Again: Should I change my stem and bar?
Here’s a convoluted question from our friend Mario in Northern Italy. Shorter stems can be good, but rarely with lower bars.
Hi, i’m a trail rider from italy, i’ve read with great interest your articles about stems and bars. At the moment i’m riding my palomino with a 9 cm, 10° stem and a 1,75″ riser bar (25,4 mm diameter). The bike came with 100 mm 8° stem and 1″ riser bar.
Now I want change the old stuff with a 1,5″ carbon riser bar and 8 cm, 12° stem (31,8 mm diameter). Do you think that this will improve descending abilities, or is it a too small change to notice some modification in riding?
My friends say that the shorter stem will affect climbing a lot, and that is better not to change the stem length. I send you 2 photos of my bike, with the fork (revelation) set to minimum travel (100 mm) for climbing. The stem is under the level of the saddle and the bar is + or – at the level of the saddle. With this setting i can climb very well. What I can do? Is it better not to change the stem? Can you tell me your opinion?
Thanks a lot
Approximate. This ignores bar sweep.
Downhill: If your current setup is working well for you, the new setup won’t be an improvement. Your bars will be closer and lower. That is not a good combination. Typically, if you want to improve handling, you bring your bars closer AND higher. Think of a moto or a downhill bike.
Uphill: The shortness won’t ruin your climbing, but the lowness might make you feel more cramped. The length of your stem isn’t all that important for climbing. While long stems make climbing easier, you can learn to climb very well with a short stem — as long as your bars are high enough.
Read these articles:
Stems and bars: Long and low or short and high
Stem length/rise for a trail bike
Ah, Northern Italy … near Cuneo, Piemonte region, south-western Alps.
Guidi la vostra bici. Abbia divertimento!
PS: Before you ask any question, please search the archives.
I can vouch for Lee’s advice on stems. I swapped the bars and stem on my Trance, keeping the bars at the same height but shortening the stem to 60mm. I’m more confident and faster on the way down and in technical stuff. On the way up, I didn’t find the change made any real difference – if I get dropped on a climb it’s a cardio issue, not because of my shorter stem.
My advice – do exactly as Lee says and go shorter and (very slightly) higher. Enjoy!
Hi there, thank you for your answers! Lee, your italian is like my english!
I’ve read articles and searched the archives, but unfortunately I have purchased the 1.5″ bar before finding out this web site and reading about stem – bar combination. So, what stem (lenght – rise) could work properly with this bar?

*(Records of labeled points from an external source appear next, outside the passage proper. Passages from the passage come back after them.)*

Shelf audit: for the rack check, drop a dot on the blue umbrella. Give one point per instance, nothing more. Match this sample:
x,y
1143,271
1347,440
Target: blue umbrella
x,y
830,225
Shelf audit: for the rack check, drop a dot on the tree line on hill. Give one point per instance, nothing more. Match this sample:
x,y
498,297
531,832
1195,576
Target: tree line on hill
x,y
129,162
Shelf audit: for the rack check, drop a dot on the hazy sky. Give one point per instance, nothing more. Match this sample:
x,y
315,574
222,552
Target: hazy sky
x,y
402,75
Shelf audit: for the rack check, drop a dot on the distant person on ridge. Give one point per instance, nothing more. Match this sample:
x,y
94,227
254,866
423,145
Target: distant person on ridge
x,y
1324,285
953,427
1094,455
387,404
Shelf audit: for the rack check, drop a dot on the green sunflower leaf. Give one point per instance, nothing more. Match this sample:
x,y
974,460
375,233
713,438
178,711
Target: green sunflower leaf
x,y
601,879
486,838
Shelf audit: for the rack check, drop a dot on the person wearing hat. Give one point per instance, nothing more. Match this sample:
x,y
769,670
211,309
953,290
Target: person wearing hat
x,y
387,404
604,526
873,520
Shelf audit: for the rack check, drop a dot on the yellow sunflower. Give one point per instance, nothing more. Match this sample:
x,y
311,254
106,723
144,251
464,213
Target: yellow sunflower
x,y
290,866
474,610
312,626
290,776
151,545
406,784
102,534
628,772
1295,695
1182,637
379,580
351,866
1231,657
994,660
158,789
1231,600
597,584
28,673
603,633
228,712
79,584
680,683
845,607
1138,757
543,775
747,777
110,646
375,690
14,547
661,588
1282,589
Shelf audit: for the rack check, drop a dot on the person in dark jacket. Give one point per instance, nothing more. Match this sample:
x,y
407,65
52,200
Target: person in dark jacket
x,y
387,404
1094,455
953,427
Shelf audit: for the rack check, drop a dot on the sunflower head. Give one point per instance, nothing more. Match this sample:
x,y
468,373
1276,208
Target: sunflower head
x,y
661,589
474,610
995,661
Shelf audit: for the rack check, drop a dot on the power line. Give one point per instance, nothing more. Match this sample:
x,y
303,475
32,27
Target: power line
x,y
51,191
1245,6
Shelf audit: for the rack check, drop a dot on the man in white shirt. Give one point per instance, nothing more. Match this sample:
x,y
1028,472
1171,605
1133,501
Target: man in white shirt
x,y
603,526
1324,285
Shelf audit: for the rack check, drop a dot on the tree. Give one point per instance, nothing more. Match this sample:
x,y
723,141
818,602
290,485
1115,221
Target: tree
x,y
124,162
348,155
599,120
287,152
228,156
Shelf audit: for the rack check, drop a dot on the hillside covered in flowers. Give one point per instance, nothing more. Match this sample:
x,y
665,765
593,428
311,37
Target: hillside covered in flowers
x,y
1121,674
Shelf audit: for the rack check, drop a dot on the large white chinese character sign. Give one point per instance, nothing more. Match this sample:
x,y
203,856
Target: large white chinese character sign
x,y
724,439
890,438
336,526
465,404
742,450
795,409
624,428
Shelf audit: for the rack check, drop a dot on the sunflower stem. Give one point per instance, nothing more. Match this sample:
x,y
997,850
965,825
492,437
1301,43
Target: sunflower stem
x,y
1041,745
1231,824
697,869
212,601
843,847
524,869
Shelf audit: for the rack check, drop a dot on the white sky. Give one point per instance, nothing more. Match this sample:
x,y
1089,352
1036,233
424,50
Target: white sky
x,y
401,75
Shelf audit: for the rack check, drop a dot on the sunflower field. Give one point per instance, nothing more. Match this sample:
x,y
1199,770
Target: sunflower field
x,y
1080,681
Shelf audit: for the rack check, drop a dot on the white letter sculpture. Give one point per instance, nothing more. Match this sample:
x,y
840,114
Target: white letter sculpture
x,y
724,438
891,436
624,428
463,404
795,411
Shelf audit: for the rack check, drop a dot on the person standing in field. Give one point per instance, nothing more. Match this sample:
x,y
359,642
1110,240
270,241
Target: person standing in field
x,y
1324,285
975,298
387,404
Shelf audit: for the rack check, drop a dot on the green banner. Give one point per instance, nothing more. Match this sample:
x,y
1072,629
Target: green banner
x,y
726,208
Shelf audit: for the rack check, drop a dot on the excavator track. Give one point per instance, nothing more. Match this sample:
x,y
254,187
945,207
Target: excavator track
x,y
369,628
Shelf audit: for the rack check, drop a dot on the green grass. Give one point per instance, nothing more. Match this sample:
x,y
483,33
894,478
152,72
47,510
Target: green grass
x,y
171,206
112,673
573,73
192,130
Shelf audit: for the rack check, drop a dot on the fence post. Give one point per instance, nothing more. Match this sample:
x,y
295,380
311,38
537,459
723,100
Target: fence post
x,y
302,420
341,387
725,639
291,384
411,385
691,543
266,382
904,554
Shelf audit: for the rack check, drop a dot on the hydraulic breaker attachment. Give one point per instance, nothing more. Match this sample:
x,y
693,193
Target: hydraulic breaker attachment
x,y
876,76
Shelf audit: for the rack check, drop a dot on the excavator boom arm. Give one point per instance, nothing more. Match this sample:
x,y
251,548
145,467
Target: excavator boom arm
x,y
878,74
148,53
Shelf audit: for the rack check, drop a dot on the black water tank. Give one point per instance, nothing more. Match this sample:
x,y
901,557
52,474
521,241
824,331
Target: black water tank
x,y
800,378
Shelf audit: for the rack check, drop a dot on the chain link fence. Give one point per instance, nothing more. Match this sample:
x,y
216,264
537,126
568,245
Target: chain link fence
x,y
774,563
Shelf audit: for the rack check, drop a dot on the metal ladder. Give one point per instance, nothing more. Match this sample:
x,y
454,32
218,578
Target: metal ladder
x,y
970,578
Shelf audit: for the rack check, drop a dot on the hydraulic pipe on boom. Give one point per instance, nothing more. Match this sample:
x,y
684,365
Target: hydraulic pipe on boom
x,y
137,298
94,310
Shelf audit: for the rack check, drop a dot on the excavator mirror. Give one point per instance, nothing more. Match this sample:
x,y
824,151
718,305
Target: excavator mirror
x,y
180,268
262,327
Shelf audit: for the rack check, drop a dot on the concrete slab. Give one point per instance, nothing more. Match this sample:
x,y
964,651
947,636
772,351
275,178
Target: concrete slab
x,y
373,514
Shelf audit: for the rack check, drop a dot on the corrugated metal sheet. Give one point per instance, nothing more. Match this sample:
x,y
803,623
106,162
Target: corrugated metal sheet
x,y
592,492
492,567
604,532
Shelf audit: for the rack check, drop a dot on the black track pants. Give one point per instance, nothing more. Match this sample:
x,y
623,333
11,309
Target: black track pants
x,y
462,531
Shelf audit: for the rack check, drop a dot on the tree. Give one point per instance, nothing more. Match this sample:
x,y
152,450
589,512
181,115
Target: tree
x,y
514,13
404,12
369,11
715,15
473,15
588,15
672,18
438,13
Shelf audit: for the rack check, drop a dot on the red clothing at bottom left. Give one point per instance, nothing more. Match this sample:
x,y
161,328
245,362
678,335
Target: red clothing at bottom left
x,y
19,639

I think to combine it with a 90 mm 12° stem, because grips should move slightly from where they are now. Is my theory correct?
A combination I want to experiment that could also work is 70 – 75 mm stem (10° – 15° rise) with 2″ bar. Correct?
I’m waiting for your answer and then i’ll start my experiments.
Many many thanks
Lee, I’m happy to see that you are a back country skier. We call it sci-alpinismo…. enjoy your rides!
This is great info. I have an issue. I ride an 18.5″ Giant NRS with a Thomson 100mm/5 degree rise stem and a Easton Monkey Lite Carbon Riser Bar (I think it is .75 or 1 inch rise – not sure). Also, I use a fox float 100mm front fork. I dont feel comfortable on the bike – feel weighted on the bars, arms feel extended and cant maneuver the bike well. I am 5’11” and average build. I was thinking about going with a 90mm/10degree rise stem for better handling on descents and technical stuff. What do you advise and why. Thanks!
That isn’t much of a difference.
I would start with your body position. Make sure you are balanced on your pedals, and that your shoulders are low. This will give your arms ample range of motion.
This is the position I teach in clinics. Time for another ebook …
a quick way to experiment with stem length , if you have riser bars , is to pivot your bars either forward or back to get a feel for what a new setting may do . a word of caution , if you find you like a 50mm stem with the bars pivoted back you will have ‘no stem’ and no leverage on the steering axis … your front tire may ‘jacknife’ when you hit something . in this case , you need a shorter top tube frame .
I’ve taken this advice and now have a 70mm/9deg Race Face stem with 1.5″ bars. It feels PERFECT for me, BUT, I find the front tire wondering in corners – as though there’s not enough weight?
If the front end is wandering, you can shift your weight forward a bit for more traction. Be sure to do this from a place of centered balance, rather than chronically leaning on the bars.